For subgroup analyses, players were classified as “elite” if they were described as professional, expert, competitive or elite, whereas “sub-elite” included recreational, county, non-expert or advanced players, based on the classifications reported in the original studies.

Outcome measures

A quantitative synthesis of the literature revealed that a total of five studies analyzed the physiological response to fatigue. Three studies focused on the analysis of blood lactate (42, 43, 46), while one study examined the role of creatine kinase (36) and vital capacity (48), respectively. A total of eleven studies were conducted to investigate the influence of fatigue on physical fitness. Five studies used the CMJ as a measure of physical fitness (36, 40, 41, 47, 48), while two studies assessed internal rotation strength (38, 44). Further, knee extension strength (37), COP displacements (45), a 20-m shuttle run (8), and the T-test (42) were each assessed in one study. The impact of fatigue on stroke performance in tennis was evaluated in twelve studies. Of these, eight investigated the effects of fatigue on serve speed (8, 9, 12, 38, 40, 43, 44, 48), two examined its impact on stroke speed (36, 39), and two analyzed its effects on groundstroke accuracy (15, 16).

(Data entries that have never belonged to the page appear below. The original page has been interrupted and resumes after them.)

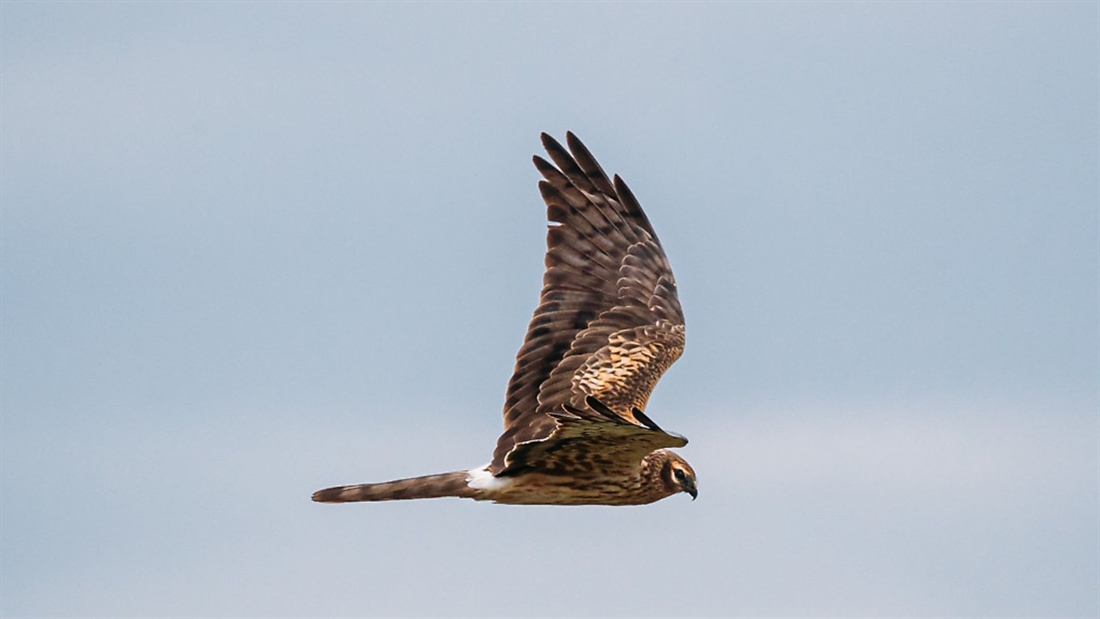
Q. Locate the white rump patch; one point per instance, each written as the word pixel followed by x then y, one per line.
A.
pixel 482 479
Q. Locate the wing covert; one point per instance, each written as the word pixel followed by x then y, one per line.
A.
pixel 608 322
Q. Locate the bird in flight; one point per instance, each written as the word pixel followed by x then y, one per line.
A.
pixel 608 323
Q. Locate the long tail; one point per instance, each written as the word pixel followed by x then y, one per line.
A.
pixel 427 487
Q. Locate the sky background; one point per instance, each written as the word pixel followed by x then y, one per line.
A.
pixel 253 250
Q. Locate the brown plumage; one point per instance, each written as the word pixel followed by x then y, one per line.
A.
pixel 608 323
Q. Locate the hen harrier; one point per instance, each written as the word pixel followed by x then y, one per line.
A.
pixel 607 325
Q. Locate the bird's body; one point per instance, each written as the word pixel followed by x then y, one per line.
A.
pixel 607 325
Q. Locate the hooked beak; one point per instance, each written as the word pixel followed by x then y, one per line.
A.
pixel 689 486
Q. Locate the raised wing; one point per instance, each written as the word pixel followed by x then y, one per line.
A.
pixel 607 325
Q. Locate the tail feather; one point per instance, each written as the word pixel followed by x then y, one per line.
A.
pixel 426 487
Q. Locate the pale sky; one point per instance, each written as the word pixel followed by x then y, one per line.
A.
pixel 253 250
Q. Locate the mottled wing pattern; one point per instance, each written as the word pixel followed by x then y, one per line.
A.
pixel 607 325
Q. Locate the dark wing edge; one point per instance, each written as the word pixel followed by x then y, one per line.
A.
pixel 608 322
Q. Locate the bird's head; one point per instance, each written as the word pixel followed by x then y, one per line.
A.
pixel 678 475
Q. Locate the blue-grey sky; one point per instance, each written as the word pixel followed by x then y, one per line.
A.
pixel 252 250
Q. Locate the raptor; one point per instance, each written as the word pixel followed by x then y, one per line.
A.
pixel 607 325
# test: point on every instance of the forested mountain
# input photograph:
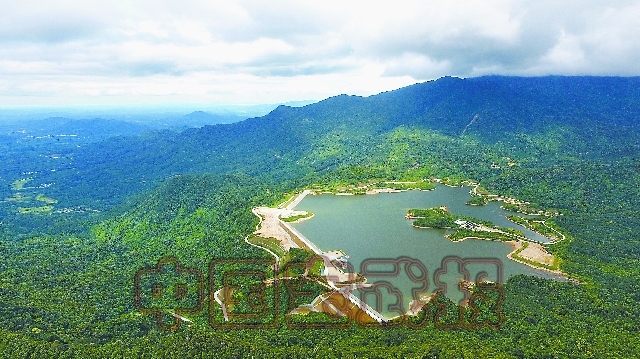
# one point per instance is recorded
(569, 143)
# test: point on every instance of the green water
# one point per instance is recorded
(372, 227)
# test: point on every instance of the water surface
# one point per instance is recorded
(370, 227)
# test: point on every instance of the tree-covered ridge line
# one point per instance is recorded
(573, 143)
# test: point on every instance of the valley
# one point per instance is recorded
(123, 203)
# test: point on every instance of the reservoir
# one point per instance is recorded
(372, 230)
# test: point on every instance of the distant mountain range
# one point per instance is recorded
(536, 119)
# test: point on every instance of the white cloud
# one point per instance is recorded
(255, 51)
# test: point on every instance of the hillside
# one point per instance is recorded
(569, 143)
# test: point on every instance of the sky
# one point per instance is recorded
(117, 53)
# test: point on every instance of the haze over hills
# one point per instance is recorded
(567, 143)
(542, 119)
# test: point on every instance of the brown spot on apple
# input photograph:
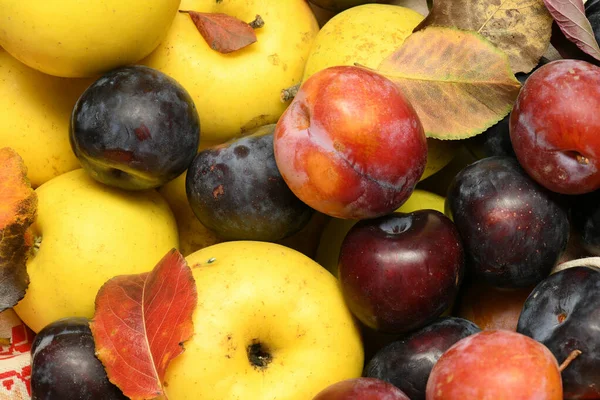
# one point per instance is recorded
(218, 191)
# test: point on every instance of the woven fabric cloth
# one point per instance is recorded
(15, 358)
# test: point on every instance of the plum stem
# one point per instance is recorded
(289, 93)
(573, 355)
(582, 160)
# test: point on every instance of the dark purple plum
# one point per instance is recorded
(513, 230)
(236, 190)
(586, 220)
(63, 364)
(495, 141)
(563, 313)
(401, 271)
(407, 363)
(135, 128)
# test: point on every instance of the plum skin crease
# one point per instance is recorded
(554, 126)
(350, 145)
(401, 271)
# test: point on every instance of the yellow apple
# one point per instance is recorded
(237, 92)
(193, 235)
(270, 324)
(366, 35)
(87, 233)
(74, 38)
(336, 229)
(35, 110)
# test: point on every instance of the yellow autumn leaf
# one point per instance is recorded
(520, 28)
(458, 82)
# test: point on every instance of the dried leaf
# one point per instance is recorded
(458, 82)
(18, 207)
(222, 32)
(568, 49)
(520, 28)
(140, 324)
(570, 18)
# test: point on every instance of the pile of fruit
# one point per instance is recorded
(271, 199)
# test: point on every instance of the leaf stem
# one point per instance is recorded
(257, 23)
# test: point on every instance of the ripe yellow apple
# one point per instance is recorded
(366, 35)
(74, 38)
(270, 324)
(336, 229)
(193, 235)
(88, 233)
(35, 110)
(237, 92)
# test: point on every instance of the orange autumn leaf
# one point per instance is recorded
(18, 206)
(222, 32)
(458, 82)
(140, 323)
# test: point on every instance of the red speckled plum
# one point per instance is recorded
(350, 145)
(555, 125)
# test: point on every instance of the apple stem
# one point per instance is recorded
(37, 242)
(289, 93)
(257, 23)
(364, 66)
(573, 355)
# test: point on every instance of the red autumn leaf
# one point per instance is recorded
(140, 324)
(570, 17)
(222, 32)
(18, 208)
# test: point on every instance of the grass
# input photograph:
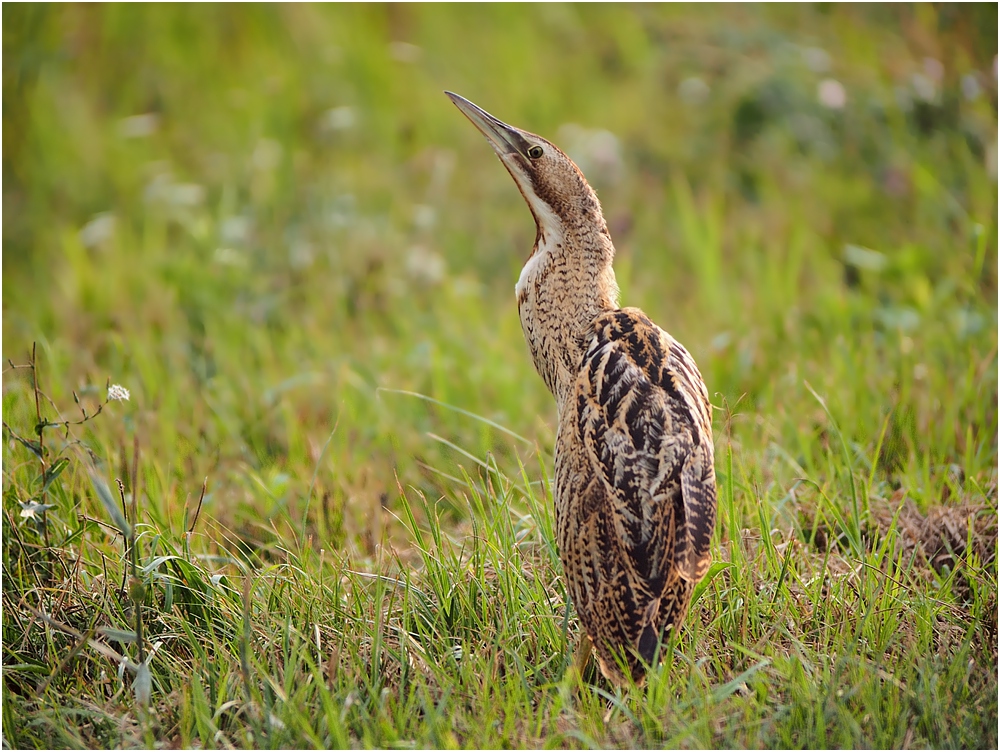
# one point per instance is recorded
(323, 519)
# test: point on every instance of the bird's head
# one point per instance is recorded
(556, 191)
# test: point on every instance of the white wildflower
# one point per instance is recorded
(831, 93)
(117, 392)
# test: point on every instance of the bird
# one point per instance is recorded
(634, 488)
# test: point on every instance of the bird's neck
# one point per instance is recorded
(567, 282)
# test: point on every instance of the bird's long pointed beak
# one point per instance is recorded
(505, 139)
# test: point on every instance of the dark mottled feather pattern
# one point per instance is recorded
(634, 476)
(635, 442)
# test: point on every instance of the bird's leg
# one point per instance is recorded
(583, 652)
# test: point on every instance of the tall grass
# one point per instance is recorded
(332, 522)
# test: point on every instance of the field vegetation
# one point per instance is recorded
(323, 518)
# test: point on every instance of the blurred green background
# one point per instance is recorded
(267, 222)
(254, 216)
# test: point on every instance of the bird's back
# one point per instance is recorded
(635, 487)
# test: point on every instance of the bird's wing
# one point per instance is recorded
(645, 419)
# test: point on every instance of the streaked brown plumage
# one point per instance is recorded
(634, 475)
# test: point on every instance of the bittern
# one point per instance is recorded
(635, 495)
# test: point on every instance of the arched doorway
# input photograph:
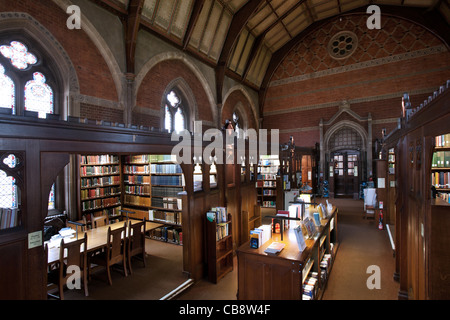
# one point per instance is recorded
(346, 158)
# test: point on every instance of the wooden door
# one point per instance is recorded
(346, 173)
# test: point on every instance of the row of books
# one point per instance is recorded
(222, 231)
(165, 216)
(219, 214)
(266, 177)
(100, 159)
(165, 168)
(87, 194)
(141, 158)
(132, 169)
(167, 203)
(137, 200)
(136, 179)
(269, 204)
(100, 181)
(9, 218)
(97, 170)
(441, 179)
(311, 287)
(269, 192)
(266, 184)
(142, 190)
(165, 191)
(99, 203)
(443, 140)
(168, 234)
(441, 159)
(167, 180)
(444, 196)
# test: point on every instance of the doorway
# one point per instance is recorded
(346, 173)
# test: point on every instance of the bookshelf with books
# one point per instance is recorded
(219, 243)
(152, 184)
(266, 182)
(440, 167)
(100, 185)
(294, 273)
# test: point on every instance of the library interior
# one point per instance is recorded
(224, 150)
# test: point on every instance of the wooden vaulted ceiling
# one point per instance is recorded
(245, 39)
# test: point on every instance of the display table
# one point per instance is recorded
(263, 276)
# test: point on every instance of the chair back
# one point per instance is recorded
(115, 250)
(136, 236)
(75, 255)
(99, 221)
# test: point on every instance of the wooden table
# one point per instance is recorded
(96, 238)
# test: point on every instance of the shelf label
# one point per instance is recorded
(34, 239)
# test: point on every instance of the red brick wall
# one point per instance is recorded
(307, 77)
(94, 76)
(155, 83)
(229, 106)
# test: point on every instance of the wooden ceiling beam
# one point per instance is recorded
(238, 23)
(259, 40)
(430, 20)
(132, 25)
(196, 10)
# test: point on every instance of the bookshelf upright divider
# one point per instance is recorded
(219, 241)
(100, 185)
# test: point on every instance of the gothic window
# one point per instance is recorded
(26, 82)
(18, 54)
(174, 113)
(7, 91)
(38, 95)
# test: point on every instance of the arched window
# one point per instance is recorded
(174, 114)
(38, 95)
(24, 80)
(7, 91)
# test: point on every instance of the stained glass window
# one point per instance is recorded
(51, 198)
(174, 117)
(7, 91)
(8, 191)
(179, 120)
(18, 54)
(168, 120)
(38, 95)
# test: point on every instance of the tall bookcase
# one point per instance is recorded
(266, 183)
(219, 241)
(440, 167)
(100, 185)
(151, 185)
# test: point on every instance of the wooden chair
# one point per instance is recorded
(114, 253)
(136, 242)
(99, 221)
(75, 256)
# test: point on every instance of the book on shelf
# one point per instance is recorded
(443, 140)
(9, 218)
(99, 159)
(275, 247)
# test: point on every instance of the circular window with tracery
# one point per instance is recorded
(342, 45)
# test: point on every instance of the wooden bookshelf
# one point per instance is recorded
(263, 276)
(100, 185)
(250, 221)
(152, 184)
(219, 242)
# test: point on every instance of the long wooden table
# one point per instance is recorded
(96, 238)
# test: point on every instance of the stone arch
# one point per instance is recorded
(183, 87)
(66, 74)
(177, 56)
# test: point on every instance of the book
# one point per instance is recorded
(275, 247)
(300, 239)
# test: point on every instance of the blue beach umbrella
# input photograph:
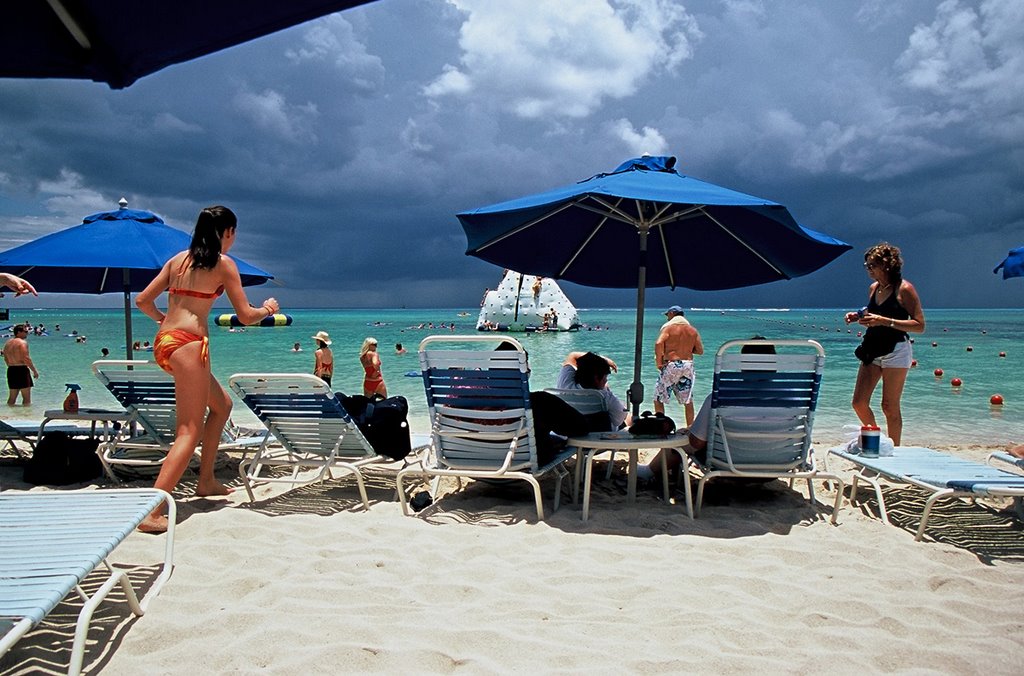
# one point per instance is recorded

Fatigue protocol characteristics

The included studies used different fatigue protocols. Three studies applied a tennis-specific performance test as fatigue protocol. These were the Leuven Tennis Performance Test (8), which measures serve speed and shuttle run performance, or the Loughborough Tennis Skills Test (15, 16) and its modified versions, which assess groundstroke accuracy. In eight trials, simulated match play lasted between 40 min and 4 h (9, 3638, 40, 41, 44, 45, 47). High intensity interval training (HIIT) tennis sessions were used in one study (43). In addition, passing shot drills with different rest intervals of 10 and 15 s were performed (39). Other protocols included a cardio tennis session (46) and a 40-min intermittent exercise protocol (12). Strength and conditioning interventions included HIIT (48) or a 300-m running test (42).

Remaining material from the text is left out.